Pourquoi voulez-vous vous battre pour garder ce coffre découvert à Saint-François ?
C’est tout à fait normal de me battre. Je ne me bats pas en tant que commissaire mais en mon nom personnel. Richard Payendee est connu comme le père et le gardien de l’histoire de Rodrigues.

Dans le passé, lorsque j’étais à la MauritiusWildlife Foundation (MWF), j’ai beaucoup travaillé pour la conservation de la faune et de la flore de Rodrigues. J’ai découvert des grottes et d’autres richesses de mon île. Je me suis battu pour arrêter les travaux pour l’extension de la piste d’atterrissage à cause des espèces endémiques. J’aime mon île. Si le trésor existe vraiment, il doit rester à Rodrigues.

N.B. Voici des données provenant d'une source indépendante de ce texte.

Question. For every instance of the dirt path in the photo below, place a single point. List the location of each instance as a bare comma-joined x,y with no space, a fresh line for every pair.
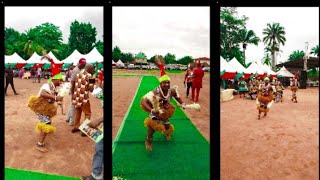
124,89
283,145
69,154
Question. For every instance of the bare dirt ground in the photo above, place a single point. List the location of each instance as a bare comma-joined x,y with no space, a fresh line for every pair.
282,145
124,88
69,154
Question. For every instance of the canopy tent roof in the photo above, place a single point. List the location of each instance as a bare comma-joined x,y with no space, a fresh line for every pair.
66,65
36,59
225,66
266,69
93,56
239,68
284,72
120,63
14,58
312,62
226,70
74,57
55,60
255,69
140,56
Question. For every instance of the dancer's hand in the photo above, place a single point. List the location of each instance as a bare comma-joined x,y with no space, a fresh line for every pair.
183,105
59,98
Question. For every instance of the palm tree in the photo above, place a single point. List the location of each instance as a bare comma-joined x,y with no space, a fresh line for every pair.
315,50
31,45
296,55
274,36
266,59
247,37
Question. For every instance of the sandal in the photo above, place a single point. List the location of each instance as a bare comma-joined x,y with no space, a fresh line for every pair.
40,147
148,143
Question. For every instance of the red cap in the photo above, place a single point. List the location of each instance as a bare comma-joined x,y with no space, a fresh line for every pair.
82,61
54,68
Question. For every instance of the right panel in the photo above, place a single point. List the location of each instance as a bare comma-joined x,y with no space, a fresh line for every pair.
160,91
269,93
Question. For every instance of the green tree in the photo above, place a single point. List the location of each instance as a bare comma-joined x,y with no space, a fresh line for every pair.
49,36
247,37
127,57
274,36
99,46
315,50
230,25
185,60
296,55
63,51
170,59
82,37
12,37
266,59
152,59
31,44
116,53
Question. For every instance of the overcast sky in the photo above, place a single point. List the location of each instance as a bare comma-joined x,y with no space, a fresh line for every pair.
301,25
160,30
24,18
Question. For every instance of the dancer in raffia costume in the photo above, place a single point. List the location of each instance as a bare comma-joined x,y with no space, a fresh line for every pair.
279,90
157,104
294,86
45,108
265,97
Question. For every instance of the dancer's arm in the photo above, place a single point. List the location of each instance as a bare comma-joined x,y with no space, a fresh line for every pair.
95,123
46,95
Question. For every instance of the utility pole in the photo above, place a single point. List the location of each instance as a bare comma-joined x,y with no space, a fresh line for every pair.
305,58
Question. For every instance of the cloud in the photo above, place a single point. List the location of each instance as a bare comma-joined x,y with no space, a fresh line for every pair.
160,30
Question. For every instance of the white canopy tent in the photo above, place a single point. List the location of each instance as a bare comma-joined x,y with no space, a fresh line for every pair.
14,58
74,57
284,72
226,70
239,68
254,68
36,59
225,66
120,63
93,56
55,60
269,70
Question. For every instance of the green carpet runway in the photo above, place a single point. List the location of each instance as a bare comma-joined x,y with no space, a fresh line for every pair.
19,174
186,156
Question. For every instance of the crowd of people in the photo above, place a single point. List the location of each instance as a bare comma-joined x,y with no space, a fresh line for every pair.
82,78
265,91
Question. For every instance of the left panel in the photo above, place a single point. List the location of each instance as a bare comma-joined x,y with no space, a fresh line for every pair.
53,86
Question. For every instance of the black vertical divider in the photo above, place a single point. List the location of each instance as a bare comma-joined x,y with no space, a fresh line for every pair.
108,90
215,91
2,89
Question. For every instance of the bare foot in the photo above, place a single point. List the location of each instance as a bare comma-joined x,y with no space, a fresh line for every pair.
148,144
42,149
168,137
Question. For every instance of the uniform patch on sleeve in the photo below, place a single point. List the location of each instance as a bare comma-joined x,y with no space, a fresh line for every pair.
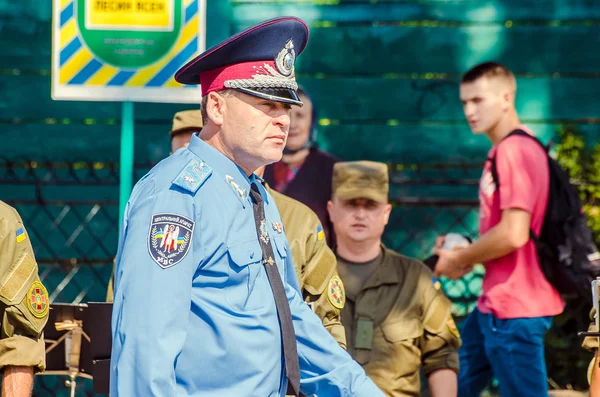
169,238
452,327
320,232
336,293
37,300
21,236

Comment avez-vous appris l’existence du coffre ?
J’en ai pris connaissance lorsque j’ai lu les deux articles de l’express à ce sujet. Avant cela, j’avais lu le bouquin de Jean-Marie Le Clézio (Le chercheur d’or). Comme je suis aussi plongeur depuis 20 ans, j’ai déjà raconté à des amis avoir vu une ancre de bateau devant la passe à Anse-aux-Anglais. J’avais alors fait l’association avec le livre de Le Clézio me disant que si le trésor est passé par Anse-aux-Anglais, l’ancre du bateau est restée là. Et cela ne m’a pas poussé à aller plus loin que ça.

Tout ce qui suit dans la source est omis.